Even after an investigation is underway, the statue of limitations prosecuting hit and run drivers present in almost every state limits the amount of time for investigation. The statue of limitations for hit and run accidents vary from state to state, but a majority of them only allow a couple of years before the case is closed and the driver escapes without penalty.
Easterbrook and Cook agree that the most common reason that people flee the scene is that they are under the influence of alcohol. “Generally, the drivers leave the accident when they are drunk, because they don’t want to get caught driving under the influence, but a hit and run penalty is much more severe,” said Cook.
Cook also said the most hit and run accidents happen during the holiday season, with most of the incidents occurring at night.
Though a victim cannot prevent a hit and run accident, Sergeant Florene McGlothian-Taylor of the MSU Department of Police and Public Saftey said people can be cautious when they are going for a walk or bike ride.
“If you are going out at night it is wise to put reflective clothing on and it is always a good idea to have identification on your body,” said McGlothian-Taylor.
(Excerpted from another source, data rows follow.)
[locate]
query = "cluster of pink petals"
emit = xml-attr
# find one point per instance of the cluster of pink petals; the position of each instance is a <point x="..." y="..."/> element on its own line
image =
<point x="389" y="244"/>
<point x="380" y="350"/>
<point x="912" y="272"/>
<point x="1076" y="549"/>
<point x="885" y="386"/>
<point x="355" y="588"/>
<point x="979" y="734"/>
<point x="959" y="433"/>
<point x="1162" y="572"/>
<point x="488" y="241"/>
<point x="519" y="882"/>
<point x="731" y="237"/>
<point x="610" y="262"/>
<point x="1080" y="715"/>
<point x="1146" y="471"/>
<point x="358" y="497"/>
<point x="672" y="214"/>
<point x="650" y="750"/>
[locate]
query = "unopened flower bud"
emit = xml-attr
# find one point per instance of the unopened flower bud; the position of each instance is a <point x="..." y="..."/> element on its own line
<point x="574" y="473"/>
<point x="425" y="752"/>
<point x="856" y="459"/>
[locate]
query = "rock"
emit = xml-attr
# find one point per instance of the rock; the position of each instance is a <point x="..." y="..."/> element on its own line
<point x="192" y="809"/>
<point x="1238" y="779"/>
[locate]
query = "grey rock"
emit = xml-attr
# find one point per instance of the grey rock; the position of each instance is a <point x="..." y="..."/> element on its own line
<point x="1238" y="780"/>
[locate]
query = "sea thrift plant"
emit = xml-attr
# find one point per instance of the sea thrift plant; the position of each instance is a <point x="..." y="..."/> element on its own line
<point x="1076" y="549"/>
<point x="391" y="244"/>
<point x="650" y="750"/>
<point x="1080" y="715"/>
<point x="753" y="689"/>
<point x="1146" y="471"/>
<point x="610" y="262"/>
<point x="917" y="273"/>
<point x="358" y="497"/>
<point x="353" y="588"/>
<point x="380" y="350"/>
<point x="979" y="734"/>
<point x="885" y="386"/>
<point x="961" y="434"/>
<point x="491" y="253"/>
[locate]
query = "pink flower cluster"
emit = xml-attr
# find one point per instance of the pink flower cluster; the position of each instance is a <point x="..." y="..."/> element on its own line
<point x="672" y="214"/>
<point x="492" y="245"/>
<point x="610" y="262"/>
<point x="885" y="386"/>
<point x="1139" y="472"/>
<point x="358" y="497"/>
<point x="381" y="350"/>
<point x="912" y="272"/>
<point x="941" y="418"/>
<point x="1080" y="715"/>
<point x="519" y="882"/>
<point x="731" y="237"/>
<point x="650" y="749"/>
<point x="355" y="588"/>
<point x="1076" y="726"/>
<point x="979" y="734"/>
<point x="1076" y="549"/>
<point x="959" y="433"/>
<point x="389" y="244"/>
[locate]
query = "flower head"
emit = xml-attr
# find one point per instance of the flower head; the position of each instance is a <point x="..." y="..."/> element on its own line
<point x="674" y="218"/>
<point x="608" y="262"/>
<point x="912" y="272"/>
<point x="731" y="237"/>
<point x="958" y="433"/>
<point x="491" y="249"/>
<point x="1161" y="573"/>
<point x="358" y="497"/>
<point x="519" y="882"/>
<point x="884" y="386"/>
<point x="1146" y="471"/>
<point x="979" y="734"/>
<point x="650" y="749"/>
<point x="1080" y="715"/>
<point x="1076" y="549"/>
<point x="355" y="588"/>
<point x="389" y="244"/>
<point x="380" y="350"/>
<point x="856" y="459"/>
Many students carry identification with them on campus, but they don’t really think to do it for safety reasons. “I feel lost without my ID, because around here, it is your life on campus,” said history sophomore Caitlin Brennecke. “You use it for your food, money, and sometimes attendance, but not for safety reasons, because I’d like to think I’m always going to be safe.”
Identification is always important to carry, especially when walking, biking or running on campus. It not only allows others to know who you are, but who they can contact to find out your information in emergencies.
McGlothian-Taylor recommends plugging in an emergency contact number under I.C.E (in case of emergency) in a cell phone in order for medics to know who to call immediately.
Nearly four months after the accident, Beaty still can’t seem to fall asleep some nights and pain shoots up her side every time the weather changes. “You never think something like that is going to happen to you,” said Beaty. “Sometimes I have nightmares that I’m back in the ambulance with an oxygen mask helping me breathe.”
Her bill just arrived from the hospital and she has about $5,000 in charges. After receiving numerous X-rays she is just thankful that it didn’t end up much worse. Beaty and the insurance company of the man that hit her are currently trying to work something out in terms of the hospital bill. Beaty is still angry that he kept going and didn’t pull over immediately.
“I wish he would have just stopped,” said Beaty. “I am not going to press charges, but out of respect for me as a human being, he could have at least made sure I was OK. I am indifferent towards him. However, I would have appreciated a phone call from him instead of just his insurance company.”